Y, no obstante, quienes somos conscientes de la tragedia ecosocial que estamos viviendo, y de los tiempos durísimos que vienen, hemos de agradecer a Emmanuel Macron que el 24 de agosto rompiese parcialmente el consenso discursivo negador de la realidad que hasta hoy siguen defendiendo las élites económicas, políticas y mediáticas. En efecto, la abundancia energética y la plétora mercantil que nos decían seguiría siempre adelante son cosa del pasado. Y cuanto antes nos hagamos cargo de la realidad, más opciones tendremos para evitar los peores escenarios (diversas combinaciones de fascismo, genocidio y ecocidio) que hoy por hoy son los más probables.

Hay dos verdades básicas que, más que incómodas (como La verdad incómoda que nos explicaba Al Gore), resultan inaceptables para la visión del mundo que prevalece. La primera es que el calentamiento global es más bien nuestra tragedia climática, y no significa algunas molestias más para nuestra vida cotidiana (un poco más de calor en verano, algún río fuera de madre de vez en cuando, algo menos de agua para tierras y gargantas un poco más sedientas): lo que está en juego son sociedades inviables en una Tierra inhabitable.

Y una segunda verdad es que la crisis energética ni es coyuntural ni tiene ninguna solución que no implique vivir usando mucha menos energía, lo que significa empobrecimiento de algún tipo. La mayor parte de lo que hemos llamado “progreso” y “desarrollo” a lo largo de los dos últimos siglos se debe a la excepcionalidad histórica de los combustibles fósiles y a la inconcebible sobreabundancia energética que proporcionaron (que ya acaba y no es sustituible). Y, en sociedades como la francesa o la española, la parte de esa riqueza energética que toca incluso a quienes malviven en la base de la pirámide social está por encima de lo generalizable para más de 8.000 millones de seres humanos que quieran durar en el tiempo.

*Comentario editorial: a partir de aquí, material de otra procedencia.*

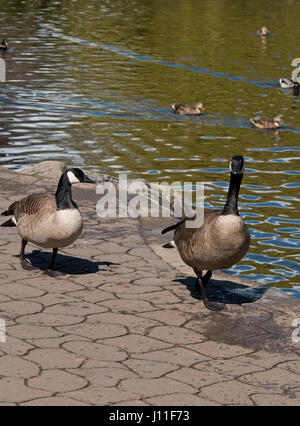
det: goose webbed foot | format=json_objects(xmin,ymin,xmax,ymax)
[
  {"xmin": 43, "ymin": 268, "xmax": 65, "ymax": 278},
  {"xmin": 203, "ymin": 299, "xmax": 227, "ymax": 311},
  {"xmin": 196, "ymin": 271, "xmax": 227, "ymax": 312},
  {"xmin": 20, "ymin": 258, "xmax": 36, "ymax": 271},
  {"xmin": 42, "ymin": 248, "xmax": 64, "ymax": 277},
  {"xmin": 19, "ymin": 239, "xmax": 36, "ymax": 271}
]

No cabe seguir pensando en una “buena” transición a una sociedad industrial sustentable que pudiera, por ejemplo, conservar (no digamos ya ampliar) los enormes consumos de energía del capitalismo actual en los países centrales del sistema. El ahorro energético que hoy proponen Francia o Alemania, y que parece inasumible a tantos, está de hecho por detrás de lo que necesitaríamos, y eso apunta, claro, a la necesidad de cambio sistémico.

¿Hablamos entonces de asumir la realidad y de la necesidad de superar el capitalismo?